Structure and Values in Music

This webpage is intended as an evolving rough draft of ideas for a project to be carried out in collaboration with Prof. David Borgo, with help from Prof. George Lewis. The project has several goals, one of which is to develop computational methods to identify formal structure in complex systems, using ideas from complexity and information theories. We are especially interested in applications to temporal systems, such as music, with some focus on improvised music. Another goal of the project is to take account of cognitive and even cultural factors beyond formal structure, and in particular, to use structural analysis and other methods to study the cultural values that are implicit in traditional frameworks for the analysis of music (see the Appendix to this note).

We believe that recent advances in mathematics, computer science, cognitive science, and sociology supply some previously missing ingredients, making it possible to combine theory and practice in new ways that should produce interesting new insights. For example, rapid advances in available computation power make it possible to do experiments that would have seemed ridiculous only a few years ago. We have in mind experiments in both the analysis and the synthesis of music, eventually leading up to real-time improvised music, which has been little studied. We also wish to develop more formal and computational approaches to culture, emotion, meaning and metaphor in music. We will draw upon modern ideas about complex systems, including measures of complexity, and perhaps chaos theory, as well as ideas from modern cognitive linguistics, such as embodied metaphor and blending.

We are working on an algorithm to compute minimum complexity descriptions of temporal sequences, based on dynamic programming, and we are exploring the mathematical properties of the resulting complexity measure, denoted H(S), where S is the system under consideration. These properties are very pleasing, in that all the major equations and inequations of classical Shannon information theory seem to be satisfied, even though this measure goes well beyond Shannon information, and even beyond Komolgorov complexity, in that it measures hierarchical structural complexity, assigning (under various metaphors) an "entropy" or "measure of perceptual difficulty" or "temperature" to each segment of a sequence (or more generally, to each subsystem of a complex system), by analyzing it as a composition of transformations of simpler subsystems. This can reveal not only small grain, but also large grain structures, and how they interact.
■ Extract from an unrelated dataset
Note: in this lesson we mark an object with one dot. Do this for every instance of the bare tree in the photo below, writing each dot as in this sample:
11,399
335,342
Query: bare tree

Some mathematical details can be found in [1], though research has now advanced beyond what is described there, and some presuppositions of that paper no longer seem acceptable.
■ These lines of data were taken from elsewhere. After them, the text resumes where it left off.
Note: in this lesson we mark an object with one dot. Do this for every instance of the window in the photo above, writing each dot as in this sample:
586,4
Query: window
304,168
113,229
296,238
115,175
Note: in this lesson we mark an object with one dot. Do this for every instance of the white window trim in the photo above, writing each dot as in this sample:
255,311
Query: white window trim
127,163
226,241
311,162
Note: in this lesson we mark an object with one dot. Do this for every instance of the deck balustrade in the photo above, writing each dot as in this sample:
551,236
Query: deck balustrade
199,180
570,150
Once the algorithm is implemented and debugged, we will use it in some simple experiments, and then build on that experience, gradually moving to more and more complex experiments. We plan to start with simple melodies (e.g., from nursery rhymes), and work our way up, with (for example) Charlie Parker solos as an interesting intermediate step, towards a desired end point of contemporary group improvised music. We hypothesize that descriptions of a piece of music built from psychologically and culturally appropriate components, constitute "understandings" of that piece, and that a minimum complexity description gives the "best" understanding, which necessarily includes a precise structural analysis of the piece. For example, a repeat of a (not too unwieldy) segment should have a very low additional complexity, and a transposition of it by a fifth or a fourth should have very little more, whereas more perceptually difficult transformations, such as retrograde inversion, would involve significantly more cognitive effort. These differences are reflected by assigning different "weights" to the transformations to which they correspond.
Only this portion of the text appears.